ATF 117 IA 408 du 1er janvier 1991
Exclusion de membres de commissions pour conflit d'intérêts
Les conflits d'intérêts peuvent conduire à l'exclusion de membres de commissions parlementaires. Le Tribunal fédéral a appliqué les principes de l'impartialité (art. 4 aCst., aujourd'hui art. 9 Cst.) aux commissions parlementaires.
« La jurisprudence déduit de l'art. 4 Cst. une garantie correspondant à l'art. 58 al. 1 Cst. pour le cas où une décision – au lieu d'être prise par un tribunal – est prise par une autorité administrative ou par le parlement. »
#III. Commissions d'enquête et compétences particulières
Décision AN.2014.00001 du Tribunal administratif de Zurich du 7 mai 2014
Bases légales pour les commissions d'enquête au niveau communal
L'institution d'une commission d'enquête nécessite une base légale, car des compétences particulières sont créées.
« L'institution d'une commission d'enquête nécessite une base légale dans le règlement communal, car une commission dotée de compétences particulières est créée. »
ATF 133 IV 40 du 27 novembre 2006
Entraide judiciaire internationale pour les commissions d'enquête parlementaires
Le Tribunal fédéral a reconnu que les commissions d'enquête parlementaires peuvent également être destinataires de l'entraide judiciaire internationale, pour autant que leurs enquêtes visent des poursuites pénales.
« L'entraide peut être accordée aussi bien pour soutenir une procédure pénale ordinaire que pour l'enquête d'une commission parlementaire qui vise la poursuite pénale d'anciens ministres. »

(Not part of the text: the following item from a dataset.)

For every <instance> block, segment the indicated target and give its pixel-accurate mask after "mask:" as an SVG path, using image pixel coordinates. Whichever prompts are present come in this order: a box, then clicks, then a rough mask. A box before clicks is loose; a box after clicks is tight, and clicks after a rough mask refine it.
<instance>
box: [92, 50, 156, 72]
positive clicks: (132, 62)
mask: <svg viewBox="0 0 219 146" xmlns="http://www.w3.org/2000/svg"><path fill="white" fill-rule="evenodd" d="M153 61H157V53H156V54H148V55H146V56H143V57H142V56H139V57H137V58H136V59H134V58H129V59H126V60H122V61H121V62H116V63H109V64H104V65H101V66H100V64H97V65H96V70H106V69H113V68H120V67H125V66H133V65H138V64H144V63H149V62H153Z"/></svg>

#IV. Droits de renseignement et de consultation
Décision 60/2016/10 et 60/2016/12 du Tribunal supérieur de Schaffhouse du 20 septembre 2016
Consultation des procès-verbaux de séances des commissions du Grand Conseil
La consultation des procès-verbaux de commissions est soumise à des prescriptions particulières et n'est pas accordée de manière illimitée.
Décision VB.2021.00416 du Tribunal administratif de Zurich du 20 septembre 2021
Accès à l'information sur les activités de surveillance parlementaires
La transparence des commissions parlementaires trouve ses limites, notamment dans les fonctions de surveillance.
#V. Garanties de procédure
Décision VB.2015.00649 du Tribunal administratif de Zurich du 2 décembre 2015
Procédure de récusation dans les commissions d'enquête parlementaires
Les garanties de procédure doivent également être respectées dans les commissions d'enquête parlementaires, y compris le droit de demander la récusation.
« L'exigence de la qualité pour recourir au sens formel n'est pas remplie lorsque quelqu'un n'a pas pu participer à la procédure de première instance à tort et sans faute de sa part. »
#VI. Lignes d'évolution et questions ouvertes
La jurisprudence relative à l'art. 153 Cst. se développe principalement au niveau cantonal et communal. Les points litigieux centraux concernent :
- Transparence vs. confidentialité : Le champ de tension entre le principe de publicité et la nécessité de délibérations confidentielles
- Délimitation des compétences : La portée des compétences de renseignement, de consultation et d'enquête mentionnées à l'art. 153 al. 4 Cst.
- Garanties de procédure : L'application des principes de l'État de droit aux procédures des commissions parlementaires
- Voies de droit : Le contrôle juridictionnel limité des décisions des commissions parlementaires
La jurisprudence confirme que les commissions parlementaires disposent certes de compétences étendues, mais que celles-ci ne sont pas illimitées et doivent être soumises aux principes de l'État de droit.